For this journal club, we discussed ethical challenges in neuropsychological testing and care for patients with Down syndrome, nearly 100 percent of whom develop Alzheimer’s disease neuropathological findings by adulthood. Melanie Stephens, a neuropsychologist, directed a conversation informed by two articles: “Association of dementia with mortality among adults with Down Syndrome older than 35 years” by Rosalyn Hithersay et al. (JAMA Neurology, 2019) and “Enduring and emerging challenges of informed consent” by Christine Grady (New England Journal of Medicine, 2015).

Alzheimer’s disease is pervasive among Down syndrome patients, likely due to triplication of the amyloid precursor protein (APP) gene on chromosome 21 in the setting of increasing life expectancy. As individuals with DS live longer, they transition from pediatrics to primary care, where physicians are unfamiliar with managing adults with Down syndrome. Cognitive evaluation resources for older patients at risk of developing Alzheimer’s disease are limited in availability and fraught with practical and ethical concerns. We considered the feasibility of adjusting a traditionally 6-8 hour, single-day neuropsychological exam to accommodate patients with developmental disabilities and heightened distractibility. Would exam modifications intended to encourage patient cooperation, such as introducing snack breaks or playing a patient’s favorite music, objectionably influence patients’ decision-making or promote justice by protecting patients’ right to an evaluation? We compared such approaches to public health efforts to design environments that nudge people toward making healthy choices, like taking the stairs over the elevator. In light of the lack of testing norms for Alzheimer’s disease specifically in patients with Down syndrome, we also considered whether such an exam and existing metrics can produce meaningful data on patients’ cognitive abilities.

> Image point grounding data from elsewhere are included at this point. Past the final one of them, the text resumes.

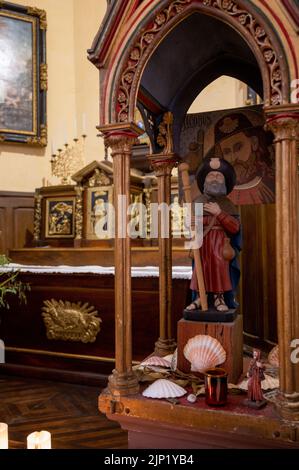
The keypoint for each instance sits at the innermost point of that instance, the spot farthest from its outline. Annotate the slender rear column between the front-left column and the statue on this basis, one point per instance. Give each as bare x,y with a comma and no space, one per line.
163,166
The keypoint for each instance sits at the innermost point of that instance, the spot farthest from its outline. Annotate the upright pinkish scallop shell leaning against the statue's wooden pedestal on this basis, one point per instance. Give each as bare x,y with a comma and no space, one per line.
204,352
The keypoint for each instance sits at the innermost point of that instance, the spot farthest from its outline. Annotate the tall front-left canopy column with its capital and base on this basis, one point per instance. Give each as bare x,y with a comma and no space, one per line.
120,139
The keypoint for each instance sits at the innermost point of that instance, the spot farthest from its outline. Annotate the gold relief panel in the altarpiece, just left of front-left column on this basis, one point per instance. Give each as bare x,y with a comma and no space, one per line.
100,216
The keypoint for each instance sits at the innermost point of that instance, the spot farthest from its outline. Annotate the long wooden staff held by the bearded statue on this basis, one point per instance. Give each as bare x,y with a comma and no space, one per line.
184,169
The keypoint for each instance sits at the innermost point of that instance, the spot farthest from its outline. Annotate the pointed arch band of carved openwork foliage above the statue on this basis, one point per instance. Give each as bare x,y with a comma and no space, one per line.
176,8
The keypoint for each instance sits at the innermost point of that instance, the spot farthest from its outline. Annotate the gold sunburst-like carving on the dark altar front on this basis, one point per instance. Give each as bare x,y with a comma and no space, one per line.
67,321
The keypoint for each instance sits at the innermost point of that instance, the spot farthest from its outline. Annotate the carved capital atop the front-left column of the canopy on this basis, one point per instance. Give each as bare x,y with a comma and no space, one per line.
120,137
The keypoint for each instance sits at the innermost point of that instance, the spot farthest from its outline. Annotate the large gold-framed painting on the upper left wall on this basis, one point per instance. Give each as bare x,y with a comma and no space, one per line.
23,75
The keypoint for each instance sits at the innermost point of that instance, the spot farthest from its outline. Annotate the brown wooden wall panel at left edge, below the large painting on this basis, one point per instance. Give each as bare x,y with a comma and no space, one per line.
16,220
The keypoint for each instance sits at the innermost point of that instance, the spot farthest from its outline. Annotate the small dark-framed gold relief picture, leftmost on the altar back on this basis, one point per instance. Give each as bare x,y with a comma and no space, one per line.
60,217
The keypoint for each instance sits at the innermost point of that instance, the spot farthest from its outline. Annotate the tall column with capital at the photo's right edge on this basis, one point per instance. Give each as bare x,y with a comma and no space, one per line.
284,123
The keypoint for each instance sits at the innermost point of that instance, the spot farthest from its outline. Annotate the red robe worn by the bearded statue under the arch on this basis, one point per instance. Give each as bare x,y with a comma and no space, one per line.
215,267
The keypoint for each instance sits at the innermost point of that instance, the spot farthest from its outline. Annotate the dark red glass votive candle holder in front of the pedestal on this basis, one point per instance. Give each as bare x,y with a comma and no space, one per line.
216,387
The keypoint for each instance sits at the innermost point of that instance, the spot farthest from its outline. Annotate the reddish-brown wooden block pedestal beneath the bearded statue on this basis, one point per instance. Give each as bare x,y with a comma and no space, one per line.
230,335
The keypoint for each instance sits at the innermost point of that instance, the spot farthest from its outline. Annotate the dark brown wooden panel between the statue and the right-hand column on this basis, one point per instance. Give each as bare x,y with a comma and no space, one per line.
258,283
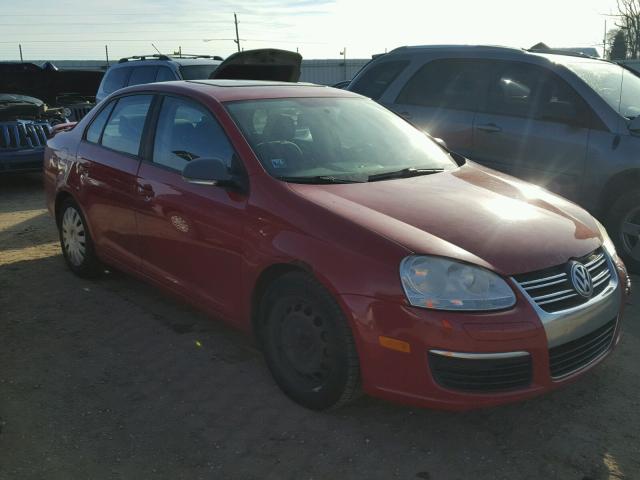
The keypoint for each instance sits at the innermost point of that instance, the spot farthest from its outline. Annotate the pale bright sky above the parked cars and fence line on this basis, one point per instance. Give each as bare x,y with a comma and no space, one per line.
80,29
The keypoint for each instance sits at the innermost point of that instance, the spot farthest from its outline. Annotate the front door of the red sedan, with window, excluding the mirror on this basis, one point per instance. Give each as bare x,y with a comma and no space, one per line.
190,235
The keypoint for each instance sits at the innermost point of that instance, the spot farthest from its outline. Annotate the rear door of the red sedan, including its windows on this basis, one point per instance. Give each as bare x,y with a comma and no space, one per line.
109,156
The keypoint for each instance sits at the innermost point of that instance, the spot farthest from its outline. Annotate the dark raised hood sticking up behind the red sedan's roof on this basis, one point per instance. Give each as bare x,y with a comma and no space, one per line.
261,64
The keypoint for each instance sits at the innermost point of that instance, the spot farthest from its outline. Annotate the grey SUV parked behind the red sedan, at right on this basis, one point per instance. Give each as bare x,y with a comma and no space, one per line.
568,123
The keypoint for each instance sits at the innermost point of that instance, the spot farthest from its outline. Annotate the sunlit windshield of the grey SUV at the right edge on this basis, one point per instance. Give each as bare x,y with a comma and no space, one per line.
617,86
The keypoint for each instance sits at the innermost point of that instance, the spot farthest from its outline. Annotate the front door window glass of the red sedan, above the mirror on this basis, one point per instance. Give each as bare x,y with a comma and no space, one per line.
187,131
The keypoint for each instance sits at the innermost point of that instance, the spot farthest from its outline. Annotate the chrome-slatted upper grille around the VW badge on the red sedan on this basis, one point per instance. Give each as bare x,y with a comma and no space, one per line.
551,289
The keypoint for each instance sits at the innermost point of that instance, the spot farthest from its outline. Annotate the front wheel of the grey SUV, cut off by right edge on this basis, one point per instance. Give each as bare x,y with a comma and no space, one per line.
624,225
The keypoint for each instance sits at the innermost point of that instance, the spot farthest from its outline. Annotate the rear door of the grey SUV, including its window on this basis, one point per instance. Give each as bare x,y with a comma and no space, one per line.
442,98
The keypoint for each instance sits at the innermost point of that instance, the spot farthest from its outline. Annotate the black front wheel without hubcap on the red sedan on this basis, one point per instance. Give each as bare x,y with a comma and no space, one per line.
308,344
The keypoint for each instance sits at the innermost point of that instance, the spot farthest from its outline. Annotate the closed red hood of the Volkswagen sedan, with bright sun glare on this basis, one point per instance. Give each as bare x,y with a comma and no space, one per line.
471,213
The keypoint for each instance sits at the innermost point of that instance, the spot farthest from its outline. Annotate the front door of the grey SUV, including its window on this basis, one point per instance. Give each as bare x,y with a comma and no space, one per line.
535,126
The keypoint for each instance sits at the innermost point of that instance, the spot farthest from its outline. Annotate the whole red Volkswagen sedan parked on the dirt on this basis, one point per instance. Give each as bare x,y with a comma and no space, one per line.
362,254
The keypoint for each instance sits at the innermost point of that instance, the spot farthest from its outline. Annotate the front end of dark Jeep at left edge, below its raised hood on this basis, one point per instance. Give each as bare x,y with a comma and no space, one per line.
25,125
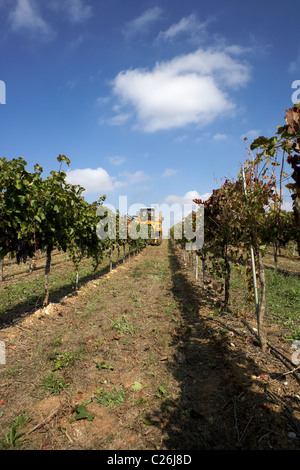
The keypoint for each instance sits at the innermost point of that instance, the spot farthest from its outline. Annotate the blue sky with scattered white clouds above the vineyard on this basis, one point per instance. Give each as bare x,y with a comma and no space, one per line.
149,99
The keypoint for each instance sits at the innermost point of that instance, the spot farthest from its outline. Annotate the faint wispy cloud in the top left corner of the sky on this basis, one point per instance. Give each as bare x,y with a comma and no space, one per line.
25,17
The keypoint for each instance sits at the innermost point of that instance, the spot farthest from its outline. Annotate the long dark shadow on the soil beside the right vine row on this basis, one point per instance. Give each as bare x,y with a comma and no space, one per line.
220,407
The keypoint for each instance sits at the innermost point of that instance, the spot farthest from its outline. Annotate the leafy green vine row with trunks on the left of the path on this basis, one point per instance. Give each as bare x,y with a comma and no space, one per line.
49,213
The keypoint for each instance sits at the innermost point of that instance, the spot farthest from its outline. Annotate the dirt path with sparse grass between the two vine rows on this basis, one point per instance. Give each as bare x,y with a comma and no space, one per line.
141,357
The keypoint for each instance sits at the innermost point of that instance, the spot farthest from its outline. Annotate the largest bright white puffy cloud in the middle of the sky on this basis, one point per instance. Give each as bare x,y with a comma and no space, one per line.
186,90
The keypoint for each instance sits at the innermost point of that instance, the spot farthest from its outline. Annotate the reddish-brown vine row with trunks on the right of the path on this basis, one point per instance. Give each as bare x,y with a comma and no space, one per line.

We responded to anecdotes shared by Melanie and others about conflicting wishes of patients and caregivers regarding neuropsychological examination and research participation. Concerning patients’ capacity to consent, we supported respecting the decisions of those who currently have capacity, promoting the values of those who previously had capacity, and acting in the best interests of those who never had capacity. It is unrealistic, however, for a neuropsychologist to thoroughly understand a patient’s unique values given the limited access to medical history and the brevity of the pre-evaluation interview. Despite the difficulties of the evaluation process, we acknowledged the importance of disclosing signs of cognitive decline to patients to inform advance care planning. In recognition of stigma against individuals with Down syndrome (e.g., denial of dental care or medication on the basis of their presumed inability to manage bills and prescriptions), we stressed the urgent need for Alzheimer’s disease research in Down syndrome populations.